Insoluble particulate is classified as a polar contaminant and is commonly found on PCBAs. It includes soils like dust, cloth fibers, and metal chips. Removing this type of contaminant often requires agitation in addition to the cleaning fluid itself.

Organic, or nonpolar contaminants like solder pastes and fluxes, sometimes stay on the PCBA after assembly. These are dissolved and removed with a mild to medium strength flux remover.

Inorganic, polar contaminants are the residue left by lead-free and no-clean fluxes and solder pastes. This is an extremely challenging contaminant that requires more intensive cleaning with stronger cleaning fluids and flux removers. It is important in these instances that material compatibility of the fluid is investigated before use. If a cleaning fluid is too strong, it may damage sensitive PCBA materials such as polycarbonate and acrylic.

Water, which comes in to contact with PCBAs through the use of aqueous cleaning systems, for example, can remain trapped in more densely populated circuit boards. This leaves water spots once dried. Or if moisture is left behind, problems including corrosion, delamination, electrochemical migration, and dendrite growth can occur, all of which impact the function and reliability of the PCBA.

Miniature PCBA: The transition to smaller, condensed PCBs is making circuit board cleaning more difficult. (Credit: MircoCare Medical)

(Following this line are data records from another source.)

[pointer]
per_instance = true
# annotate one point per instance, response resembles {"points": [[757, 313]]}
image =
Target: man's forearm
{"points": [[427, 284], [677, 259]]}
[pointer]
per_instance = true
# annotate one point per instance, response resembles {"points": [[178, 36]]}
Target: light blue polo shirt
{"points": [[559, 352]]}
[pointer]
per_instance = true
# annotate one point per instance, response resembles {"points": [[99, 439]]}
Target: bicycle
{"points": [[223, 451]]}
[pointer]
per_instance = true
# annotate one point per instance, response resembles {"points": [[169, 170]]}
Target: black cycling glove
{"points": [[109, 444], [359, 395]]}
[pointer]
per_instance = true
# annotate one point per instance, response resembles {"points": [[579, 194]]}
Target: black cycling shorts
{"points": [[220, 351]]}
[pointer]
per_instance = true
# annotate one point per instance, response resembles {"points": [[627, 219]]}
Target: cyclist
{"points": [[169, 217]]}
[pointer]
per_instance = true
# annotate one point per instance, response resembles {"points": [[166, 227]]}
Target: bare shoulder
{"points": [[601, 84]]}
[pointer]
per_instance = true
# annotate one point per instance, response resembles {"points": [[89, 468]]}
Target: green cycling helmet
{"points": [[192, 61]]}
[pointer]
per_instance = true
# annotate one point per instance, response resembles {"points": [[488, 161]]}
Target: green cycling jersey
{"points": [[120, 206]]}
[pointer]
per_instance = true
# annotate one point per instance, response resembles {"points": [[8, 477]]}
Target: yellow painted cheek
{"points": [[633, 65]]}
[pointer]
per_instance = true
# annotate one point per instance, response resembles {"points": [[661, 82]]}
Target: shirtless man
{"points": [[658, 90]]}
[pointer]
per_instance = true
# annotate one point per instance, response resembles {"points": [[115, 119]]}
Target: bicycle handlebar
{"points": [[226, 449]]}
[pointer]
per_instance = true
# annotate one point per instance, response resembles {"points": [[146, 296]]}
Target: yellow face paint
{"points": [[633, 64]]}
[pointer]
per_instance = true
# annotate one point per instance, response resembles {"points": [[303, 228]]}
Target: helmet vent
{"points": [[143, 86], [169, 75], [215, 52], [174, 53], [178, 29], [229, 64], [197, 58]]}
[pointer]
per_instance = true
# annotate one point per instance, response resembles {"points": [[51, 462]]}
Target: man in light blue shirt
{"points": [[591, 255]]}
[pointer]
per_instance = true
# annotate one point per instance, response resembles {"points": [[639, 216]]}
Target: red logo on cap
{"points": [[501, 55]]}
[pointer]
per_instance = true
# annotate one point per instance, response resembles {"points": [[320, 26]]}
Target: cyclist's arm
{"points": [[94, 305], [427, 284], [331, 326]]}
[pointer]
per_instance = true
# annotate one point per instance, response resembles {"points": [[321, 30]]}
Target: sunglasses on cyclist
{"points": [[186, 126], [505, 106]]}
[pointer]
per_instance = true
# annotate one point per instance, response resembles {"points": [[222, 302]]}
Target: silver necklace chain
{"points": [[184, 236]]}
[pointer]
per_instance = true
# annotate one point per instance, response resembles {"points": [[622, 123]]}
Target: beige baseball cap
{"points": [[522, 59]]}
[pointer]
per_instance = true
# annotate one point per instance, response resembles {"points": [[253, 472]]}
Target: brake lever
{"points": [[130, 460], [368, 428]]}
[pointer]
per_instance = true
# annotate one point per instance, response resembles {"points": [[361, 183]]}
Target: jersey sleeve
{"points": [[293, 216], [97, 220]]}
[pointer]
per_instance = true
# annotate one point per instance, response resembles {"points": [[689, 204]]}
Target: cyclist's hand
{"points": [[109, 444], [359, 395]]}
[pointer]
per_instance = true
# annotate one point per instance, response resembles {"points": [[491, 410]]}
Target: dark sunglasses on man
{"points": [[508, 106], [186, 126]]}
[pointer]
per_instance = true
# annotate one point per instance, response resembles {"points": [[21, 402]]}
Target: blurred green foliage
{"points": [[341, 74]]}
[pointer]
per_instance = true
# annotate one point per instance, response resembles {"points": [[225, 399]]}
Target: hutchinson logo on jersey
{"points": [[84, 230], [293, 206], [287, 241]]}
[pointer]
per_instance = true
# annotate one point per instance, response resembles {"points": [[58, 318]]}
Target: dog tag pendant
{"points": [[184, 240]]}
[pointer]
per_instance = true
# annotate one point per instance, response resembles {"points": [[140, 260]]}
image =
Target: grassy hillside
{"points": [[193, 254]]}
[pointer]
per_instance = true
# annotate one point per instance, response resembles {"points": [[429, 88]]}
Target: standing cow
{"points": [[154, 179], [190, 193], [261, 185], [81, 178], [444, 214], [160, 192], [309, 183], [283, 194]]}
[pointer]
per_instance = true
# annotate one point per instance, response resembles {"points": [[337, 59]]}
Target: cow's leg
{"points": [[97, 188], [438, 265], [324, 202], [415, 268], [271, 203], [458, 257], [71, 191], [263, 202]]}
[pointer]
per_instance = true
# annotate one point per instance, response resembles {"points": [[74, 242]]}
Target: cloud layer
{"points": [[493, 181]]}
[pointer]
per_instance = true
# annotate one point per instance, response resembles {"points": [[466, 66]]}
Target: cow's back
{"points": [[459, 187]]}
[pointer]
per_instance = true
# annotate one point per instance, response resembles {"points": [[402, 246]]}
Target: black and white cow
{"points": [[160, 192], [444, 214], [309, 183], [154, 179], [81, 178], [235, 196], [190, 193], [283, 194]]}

Vapor Degreasing: The Key to More Reliable Wearables

Vapor degreasing is a cleaning process with all the essential qualities to ensure the cleanliness of the device. It also satisfies the economic, validation, and regulatory requirements needed within medical device manufacturing industry. Vapor degreasers use a closed-loop system containing two chambers: the boil sump and the rinse sump. The boil sump contains a specially designed low-boiling nonflammable cleaning fluid. This is heated and the parts are immersed and cleaned in the fluid. Once cleaned, the parts mechanically transfer to the rinse sump for final cleaning in a pure, uncontaminated fluid. The parts come out clean, dry, and spot-free. The process is simple, repeatable, and easy to validate.

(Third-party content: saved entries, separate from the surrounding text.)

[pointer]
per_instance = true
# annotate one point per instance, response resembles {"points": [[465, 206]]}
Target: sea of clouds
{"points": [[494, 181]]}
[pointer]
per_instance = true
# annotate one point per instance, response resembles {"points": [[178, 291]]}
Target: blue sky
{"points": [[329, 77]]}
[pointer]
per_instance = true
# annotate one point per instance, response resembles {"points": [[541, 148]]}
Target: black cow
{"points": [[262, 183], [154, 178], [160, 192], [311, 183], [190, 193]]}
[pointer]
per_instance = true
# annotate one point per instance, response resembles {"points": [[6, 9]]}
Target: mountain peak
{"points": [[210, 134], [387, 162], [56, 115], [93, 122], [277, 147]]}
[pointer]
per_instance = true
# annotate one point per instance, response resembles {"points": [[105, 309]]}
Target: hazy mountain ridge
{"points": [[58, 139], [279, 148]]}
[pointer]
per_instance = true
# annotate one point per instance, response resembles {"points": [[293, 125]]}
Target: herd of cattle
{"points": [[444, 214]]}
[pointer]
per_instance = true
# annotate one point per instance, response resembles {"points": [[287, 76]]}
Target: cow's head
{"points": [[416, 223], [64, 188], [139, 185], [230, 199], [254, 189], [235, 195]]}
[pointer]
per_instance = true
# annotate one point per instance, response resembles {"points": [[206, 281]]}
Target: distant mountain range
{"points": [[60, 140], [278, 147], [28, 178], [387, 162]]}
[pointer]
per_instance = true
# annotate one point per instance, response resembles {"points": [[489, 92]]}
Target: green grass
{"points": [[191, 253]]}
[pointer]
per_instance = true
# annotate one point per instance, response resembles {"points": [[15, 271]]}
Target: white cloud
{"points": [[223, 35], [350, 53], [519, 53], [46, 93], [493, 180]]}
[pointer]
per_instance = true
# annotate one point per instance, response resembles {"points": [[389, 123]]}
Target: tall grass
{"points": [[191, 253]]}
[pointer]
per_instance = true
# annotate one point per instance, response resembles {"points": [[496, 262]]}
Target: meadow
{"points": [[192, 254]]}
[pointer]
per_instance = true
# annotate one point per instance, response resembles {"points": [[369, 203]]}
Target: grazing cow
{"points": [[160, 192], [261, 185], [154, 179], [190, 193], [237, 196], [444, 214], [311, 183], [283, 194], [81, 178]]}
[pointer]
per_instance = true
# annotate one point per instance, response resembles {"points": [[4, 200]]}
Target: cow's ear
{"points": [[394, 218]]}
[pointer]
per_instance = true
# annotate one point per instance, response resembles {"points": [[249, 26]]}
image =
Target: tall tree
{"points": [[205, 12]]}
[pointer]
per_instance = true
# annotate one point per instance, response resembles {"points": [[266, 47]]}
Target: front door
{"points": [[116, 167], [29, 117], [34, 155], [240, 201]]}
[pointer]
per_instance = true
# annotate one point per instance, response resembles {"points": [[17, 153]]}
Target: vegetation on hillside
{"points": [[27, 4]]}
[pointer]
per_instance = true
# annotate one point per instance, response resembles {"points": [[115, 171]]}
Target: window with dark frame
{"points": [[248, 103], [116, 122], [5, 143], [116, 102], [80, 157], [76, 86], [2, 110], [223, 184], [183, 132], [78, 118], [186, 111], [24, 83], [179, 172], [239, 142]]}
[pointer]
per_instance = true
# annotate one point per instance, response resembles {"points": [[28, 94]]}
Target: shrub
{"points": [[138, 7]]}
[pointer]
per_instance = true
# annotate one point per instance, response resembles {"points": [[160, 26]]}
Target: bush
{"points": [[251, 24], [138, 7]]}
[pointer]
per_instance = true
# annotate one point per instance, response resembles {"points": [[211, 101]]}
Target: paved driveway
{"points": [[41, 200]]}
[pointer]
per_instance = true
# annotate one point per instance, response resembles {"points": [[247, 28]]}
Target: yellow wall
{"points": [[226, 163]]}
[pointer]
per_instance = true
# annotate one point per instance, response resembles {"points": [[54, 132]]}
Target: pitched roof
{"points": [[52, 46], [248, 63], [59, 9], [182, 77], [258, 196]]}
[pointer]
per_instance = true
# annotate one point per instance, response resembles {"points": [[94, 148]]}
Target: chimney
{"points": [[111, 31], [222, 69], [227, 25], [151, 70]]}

Modern vapor degreasing fluids used within the system include exceptional materials compatibility, making them suitable for cleaning delicate plastic parts or mixed-material devices. They also have low surface tensions and high liquid densities. This allows the cleaning fluid to easily flow around tight-fitting and low-mounted components to clean under them thoroughly. Because the cleaning fluid used within a vapor degreaser also dries quickly, no moisture is left behind to cause problems like corrosion or dendrite growth.

Importantly, vapor degreasing fluids are hostile to bacteria. So, by using this cleaning process, it ensures a pyrogenfree cleaning environment. Vapor degreasing simplifies process control requirements for eliminating bioburden and offers an easy way to validate the manufacturing process.

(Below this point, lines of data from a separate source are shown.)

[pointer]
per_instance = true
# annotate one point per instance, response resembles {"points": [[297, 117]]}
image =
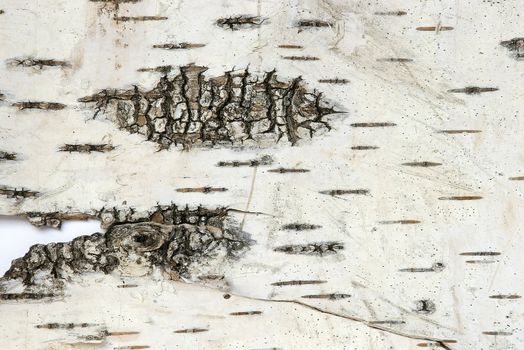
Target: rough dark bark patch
{"points": [[236, 108]]}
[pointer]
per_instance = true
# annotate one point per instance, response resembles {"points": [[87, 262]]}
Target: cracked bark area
{"points": [[181, 250], [236, 108]]}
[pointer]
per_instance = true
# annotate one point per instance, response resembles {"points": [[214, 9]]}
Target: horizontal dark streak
{"points": [[301, 58], [402, 222], [505, 296], [343, 192], [395, 59], [139, 18], [460, 198], [191, 330], [372, 125], [289, 46], [297, 283], [288, 170], [39, 105], [480, 253], [245, 313], [422, 164], [201, 189], [434, 29], [180, 46]]}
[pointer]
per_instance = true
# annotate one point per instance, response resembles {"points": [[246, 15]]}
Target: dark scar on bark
{"points": [[7, 156], [318, 249], [264, 160], [297, 283], [391, 13], [343, 192], [288, 170], [313, 23], [240, 22], [55, 106], [201, 189], [86, 148], [37, 62], [179, 46], [300, 227], [236, 109], [139, 18], [175, 246], [473, 90], [515, 46], [13, 192]]}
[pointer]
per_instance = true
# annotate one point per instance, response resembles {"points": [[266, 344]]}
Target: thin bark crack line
{"points": [[367, 323]]}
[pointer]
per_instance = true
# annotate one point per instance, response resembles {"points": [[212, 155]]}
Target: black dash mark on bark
{"points": [[191, 330], [505, 296], [363, 148], [245, 313], [401, 222], [460, 131], [434, 28], [13, 192], [437, 267], [515, 46], [389, 322], [391, 13], [313, 23], [460, 198], [301, 58], [265, 160], [395, 59], [26, 296], [497, 333], [480, 253], [425, 306], [234, 109], [472, 90], [373, 125], [290, 46], [300, 227], [54, 325], [158, 69], [318, 248], [201, 189], [330, 296], [86, 148], [424, 164], [179, 46], [288, 170], [40, 63], [344, 192], [297, 283], [39, 105], [240, 22], [334, 81], [7, 156], [139, 18]]}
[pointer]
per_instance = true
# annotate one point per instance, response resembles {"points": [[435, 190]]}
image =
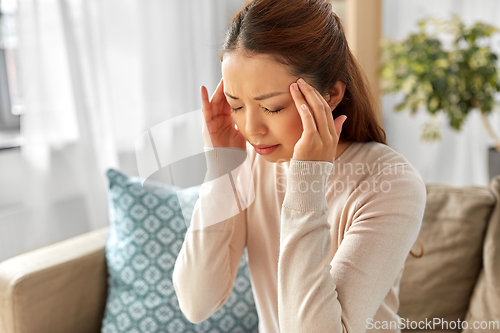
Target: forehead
{"points": [[254, 74]]}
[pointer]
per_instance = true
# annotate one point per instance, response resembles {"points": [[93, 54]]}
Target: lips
{"points": [[263, 146]]}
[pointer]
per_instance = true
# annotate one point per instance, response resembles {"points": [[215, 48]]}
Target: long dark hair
{"points": [[308, 36]]}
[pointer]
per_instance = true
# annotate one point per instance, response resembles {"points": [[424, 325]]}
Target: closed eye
{"points": [[266, 110]]}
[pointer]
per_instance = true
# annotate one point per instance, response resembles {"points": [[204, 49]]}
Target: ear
{"points": [[335, 94]]}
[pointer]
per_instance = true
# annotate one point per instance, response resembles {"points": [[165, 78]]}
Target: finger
{"points": [[206, 106], [328, 114], [217, 106], [317, 109], [299, 100], [308, 122]]}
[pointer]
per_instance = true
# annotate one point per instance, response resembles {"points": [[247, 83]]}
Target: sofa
{"points": [[63, 287]]}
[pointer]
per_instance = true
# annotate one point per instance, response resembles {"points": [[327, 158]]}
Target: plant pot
{"points": [[493, 162]]}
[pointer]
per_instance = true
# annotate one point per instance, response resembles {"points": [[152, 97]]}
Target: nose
{"points": [[254, 125]]}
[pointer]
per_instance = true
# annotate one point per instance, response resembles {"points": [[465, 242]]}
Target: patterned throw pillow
{"points": [[146, 233]]}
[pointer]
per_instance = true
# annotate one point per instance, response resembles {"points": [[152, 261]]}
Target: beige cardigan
{"points": [[326, 257]]}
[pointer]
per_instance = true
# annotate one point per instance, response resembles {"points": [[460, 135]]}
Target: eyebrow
{"points": [[259, 98]]}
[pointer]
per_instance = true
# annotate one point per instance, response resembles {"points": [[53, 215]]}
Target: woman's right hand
{"points": [[217, 113]]}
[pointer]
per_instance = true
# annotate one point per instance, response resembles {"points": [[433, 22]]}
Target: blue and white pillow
{"points": [[146, 233]]}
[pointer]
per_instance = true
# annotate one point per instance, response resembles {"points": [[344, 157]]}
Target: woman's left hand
{"points": [[321, 133]]}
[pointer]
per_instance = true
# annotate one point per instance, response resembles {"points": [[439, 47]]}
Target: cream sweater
{"points": [[326, 241]]}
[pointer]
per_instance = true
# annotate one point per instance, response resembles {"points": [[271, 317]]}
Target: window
{"points": [[9, 85]]}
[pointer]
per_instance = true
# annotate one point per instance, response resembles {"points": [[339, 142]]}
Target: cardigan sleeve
{"points": [[315, 295], [207, 264]]}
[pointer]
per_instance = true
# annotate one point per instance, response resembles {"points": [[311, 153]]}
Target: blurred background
{"points": [[81, 80]]}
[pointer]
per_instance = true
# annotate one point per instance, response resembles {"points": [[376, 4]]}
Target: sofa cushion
{"points": [[440, 283], [484, 307], [147, 230]]}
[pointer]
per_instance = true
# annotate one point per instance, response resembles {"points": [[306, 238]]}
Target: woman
{"points": [[336, 211]]}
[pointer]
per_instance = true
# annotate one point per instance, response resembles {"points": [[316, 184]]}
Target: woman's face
{"points": [[255, 86]]}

Improve Cleaning to Enhance Reliability

Wearable technology is changing the way health-related data are collected and analyzed. The future for its use within the medical sector is not set to slow down. In fact, with the ongoing coronavirus crisis, it is becoming even more essential as healthcare providers look for additional contactless monitoring methods.

Medical wearables significantly improve patient service by providing accurate and timely health data to physicians. The upward trend in this technology requires manufacturers to make smart decisions in how they produce these innovative products. In order to guarantee reliability, this must encompass everything from carefully constructed designs, to exacting production methods. An important and step that must be addressed from the earliest stage is consistent and precise cleaning during manufacture. For wearables like RPM to perform their crucial functions, they must be critically clean before further processing or packaging.

It is recommended that medical device manufacturers work with a critical cleaning partner that specializes in cleaning fluids designed specifically for the medical sector. They can help choose the best cleaning process and cleaning fluids to deliver quality cleaning results along with the performance, reliability, and longevity required for this innovative and complex technology.